Pennine Journey waymarkers in the Yorkshire Dales national park

A long-distance trail based on a pre-war work by Alfred Wainwright has now appeared on the latest Ordnance Survey maps.

The Pennine Journey route was devised by Wainwright aficionado David Pitt and his wife Heather and follows roughly the itinerary of the famously taciturn author’s formative 1938 journey up the spine of northern England.

The latest edition of OS’s Yorkshire Dales map now shows the beginning and end of the circular route, north of Settle on the southern fringe of the Dales.

Subsequent planned revisions of the maps will eventually show the whole of the 398km (247-mile) trail which leads up to Hadrian’s Wall before turning south again to end at Settle.

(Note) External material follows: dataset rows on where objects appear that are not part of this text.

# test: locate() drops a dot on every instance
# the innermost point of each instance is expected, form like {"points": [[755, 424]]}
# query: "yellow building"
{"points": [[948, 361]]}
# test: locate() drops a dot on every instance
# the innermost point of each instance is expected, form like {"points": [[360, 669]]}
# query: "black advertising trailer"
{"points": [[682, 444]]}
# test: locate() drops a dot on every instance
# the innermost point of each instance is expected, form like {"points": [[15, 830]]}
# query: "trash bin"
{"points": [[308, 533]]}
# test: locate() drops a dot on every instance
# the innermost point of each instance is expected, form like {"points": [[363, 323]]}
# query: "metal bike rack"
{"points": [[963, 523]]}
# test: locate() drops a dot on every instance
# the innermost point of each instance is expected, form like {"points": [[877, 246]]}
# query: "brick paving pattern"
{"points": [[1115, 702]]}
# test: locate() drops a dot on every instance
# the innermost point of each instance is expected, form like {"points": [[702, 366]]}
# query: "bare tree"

The southern sections of the Pennine Journey are on the Explorer OL2 paper map. The whole route has now been waymarked with the support of the Pennine Journey Supporters Club, of which the Pitts are founder members.

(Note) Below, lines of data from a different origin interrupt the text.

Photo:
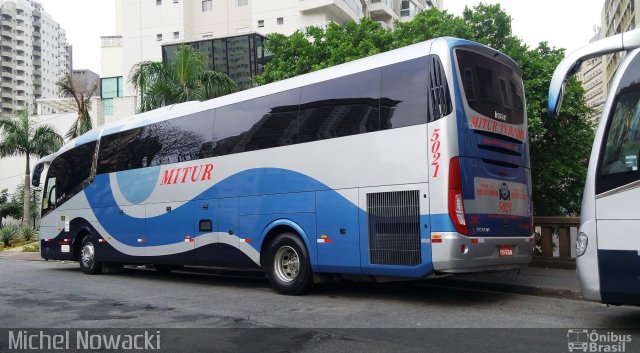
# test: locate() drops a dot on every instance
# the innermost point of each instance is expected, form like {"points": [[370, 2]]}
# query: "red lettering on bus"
{"points": [[181, 175], [435, 151]]}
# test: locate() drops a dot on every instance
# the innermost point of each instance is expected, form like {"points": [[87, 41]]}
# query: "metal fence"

The club made available to Ordnance Survey the hand-drawn route maps from the Journey’s guidebook which were produced by the club’s president Ron Scholes, a writer of walking guides and who was a friend of Alfred Wainwright.

David and Heather Pitt at Feizor, on the route of A Pennine Journey, with Ron Scholes, left, who collaborated on the guide

David and Heather Pitt at Feizor, on the route of A Pennine Journey, with Ron Scholes, left, who collaborated on the guide

David Pitt said: “Alfred Wainwright’s love of maps and his high regard for the work of the Ordnance Survey is well documented.

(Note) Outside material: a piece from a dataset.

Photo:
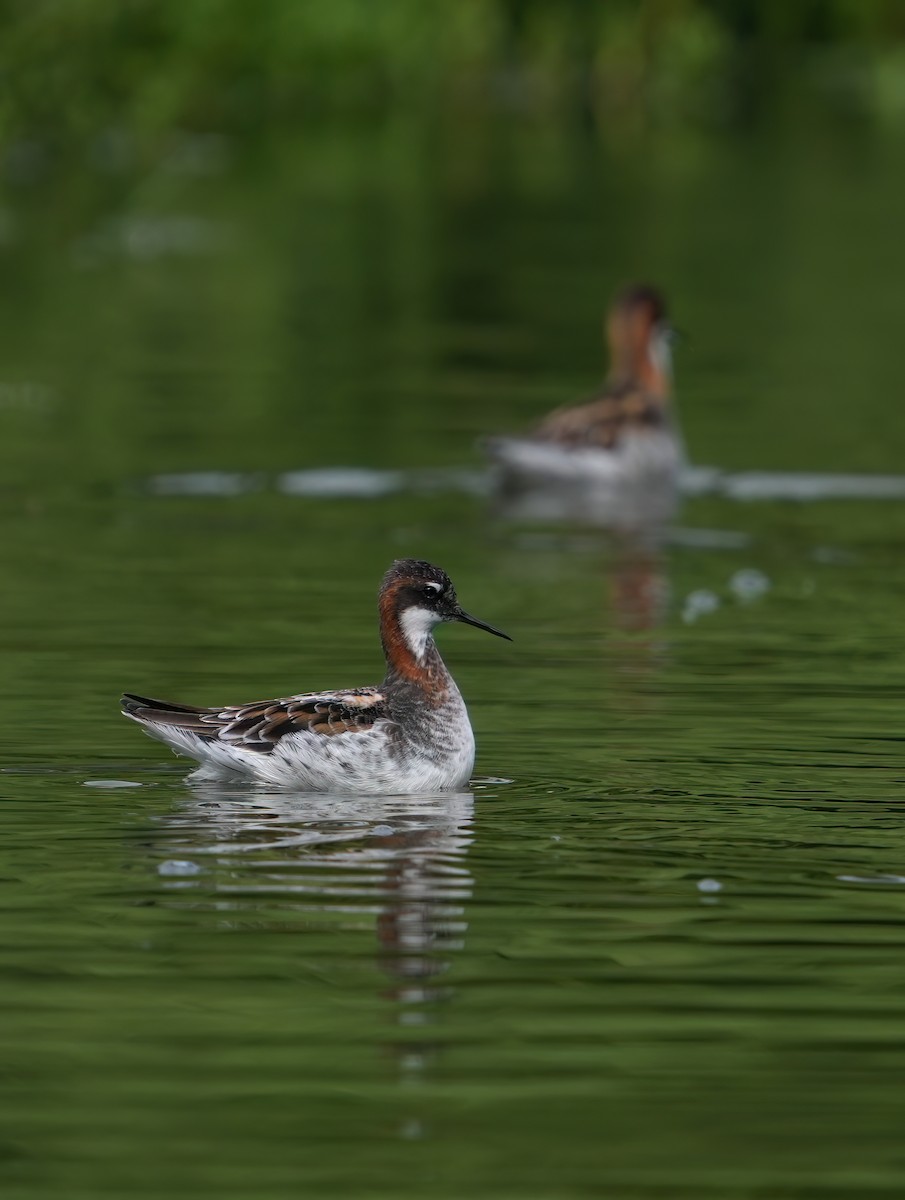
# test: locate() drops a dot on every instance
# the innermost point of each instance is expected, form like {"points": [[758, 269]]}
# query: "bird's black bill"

“On one occasion he said ‘I admire their work immensely, being lost in admiration of all their work. Their maps are, as ever, my favourite reading. They are a fine example of dedicated effort and meticulous accuracy.

“‘My private sanctum at home is crammed with Ordnance maps, most of them dog-eared with over-much use but all loved and respected and handled with reverence’.”

Mr Pitt added: “Then this tangible tribute to the man, who 30 years after his Pennine Journey wrote what many consider to be the definitive guide to the Pennine Way and followed that five years later with his very successful Coast to Coast Walk, will have the recognition that his work in the field of long-distance footpath walking deserves.”

Wainwright’s original A Pennine Journey, a personal account of his trip in an England threatened by the gathering clouds of the Second World War, lay unpublished until 1986, after he had become an established figure following the publication of his Pictorial Guides to the Lakeland Fells.

His original Pennine Journey route often took to minor roads, but the Pitts have adapted it to steer clear of roads as much as possible.

David Pitt’s guidebook to the route was published in 2010 after work with the Wainwright Society. The Pennine Journey Supporters Club was later formed to raise funds to have the route recognised and waymarked.